Borough president of Staten Island
- In office January 1, 1955 – January 1, 1966
- Preceded by: Edward G. Baker
- Succeeded by: Robert T. Connor

Personal details
- Born: 1908 Manhattan, New York, U.S.
- Died: September 2, 1998 (aged 90) Staten Island, New York, U.S.
- Party: Democratic
- Alma mater: St. John's University

= Albert V. Maniscalco =

American politician

Albert V. Maniscalco (1908 – September 2, 1998) was an American politician from New York. He served as borough president of Staten Island from 1955 to 1965.

==Early life==
Maniscalco was born in Manhattan in 1908. His family moved to Staten Island when he was nine years old. He dropped out of high school and cleaned engines for the Baltimore and Ohio Railroad before earning his bachelor's degree and law degree from St. John's University.

==Political career==
Maniscalco cofounded the South Beach Democratic Club at age 15. He ran for New York State Assembly in 1934. but lost to Herman Methfessel. He was elected in 1938 and re-elected in 1940, but then lost his next re-election to Robert Molinari. In 1950, Borough President Cornelius A. Hall appointed Maniscalco borough secretary, and he stayed in the position when Edward G. Baker succeeded Hall as borough president.

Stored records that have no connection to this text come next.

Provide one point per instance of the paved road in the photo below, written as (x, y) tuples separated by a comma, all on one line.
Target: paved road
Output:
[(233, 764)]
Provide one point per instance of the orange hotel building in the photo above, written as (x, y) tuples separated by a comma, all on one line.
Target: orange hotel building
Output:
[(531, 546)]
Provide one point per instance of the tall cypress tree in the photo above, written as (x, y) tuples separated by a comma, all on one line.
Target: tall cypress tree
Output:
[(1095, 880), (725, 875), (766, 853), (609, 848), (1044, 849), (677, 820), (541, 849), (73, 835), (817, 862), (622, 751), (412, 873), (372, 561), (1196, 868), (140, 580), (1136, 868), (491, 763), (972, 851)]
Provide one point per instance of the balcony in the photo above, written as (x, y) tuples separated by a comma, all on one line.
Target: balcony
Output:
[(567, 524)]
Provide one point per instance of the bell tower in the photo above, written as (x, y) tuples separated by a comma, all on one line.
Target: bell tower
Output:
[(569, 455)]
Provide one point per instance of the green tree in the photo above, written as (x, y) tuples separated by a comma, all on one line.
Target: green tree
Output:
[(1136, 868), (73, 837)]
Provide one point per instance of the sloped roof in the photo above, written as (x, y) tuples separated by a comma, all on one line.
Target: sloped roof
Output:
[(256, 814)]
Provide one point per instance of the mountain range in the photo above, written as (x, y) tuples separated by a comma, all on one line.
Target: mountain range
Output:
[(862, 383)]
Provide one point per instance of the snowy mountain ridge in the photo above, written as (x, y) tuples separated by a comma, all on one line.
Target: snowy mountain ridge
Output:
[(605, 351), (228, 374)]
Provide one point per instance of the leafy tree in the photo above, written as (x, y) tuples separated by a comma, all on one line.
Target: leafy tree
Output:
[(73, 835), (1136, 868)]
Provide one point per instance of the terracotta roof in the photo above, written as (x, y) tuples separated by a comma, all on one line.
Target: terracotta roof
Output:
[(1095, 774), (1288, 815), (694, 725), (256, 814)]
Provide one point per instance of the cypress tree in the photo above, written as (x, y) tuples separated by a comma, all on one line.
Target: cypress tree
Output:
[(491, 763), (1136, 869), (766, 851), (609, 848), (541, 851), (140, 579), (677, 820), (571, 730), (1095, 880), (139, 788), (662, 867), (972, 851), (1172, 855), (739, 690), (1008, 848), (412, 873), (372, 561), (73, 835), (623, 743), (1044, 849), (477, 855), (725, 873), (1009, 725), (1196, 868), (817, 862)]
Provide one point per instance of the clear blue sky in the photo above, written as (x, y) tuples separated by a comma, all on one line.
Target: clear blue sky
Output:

Maniscalco was elected to the New York City Council in 1953. When Baker resigned from his role as borough president to assume a position on the New York State Supreme Court, the city council's members from Staten Island selected Maniscalco to serve as interim borough president. He was sworn in on January 1, 1955. In November 1955, Maniscalco won the election to serve out the remainder of Baker's term.

Maniscalco was elected to his own four-year term in November 1957 and was re-elected in November 1961. He lost re-election in November 1965 to Robert T. Connor.

==Personal life==
Maniscalco and his wife, Grace (née Fiorelli), had two children. Maniscalco died in Staten Island on September 2, 1998.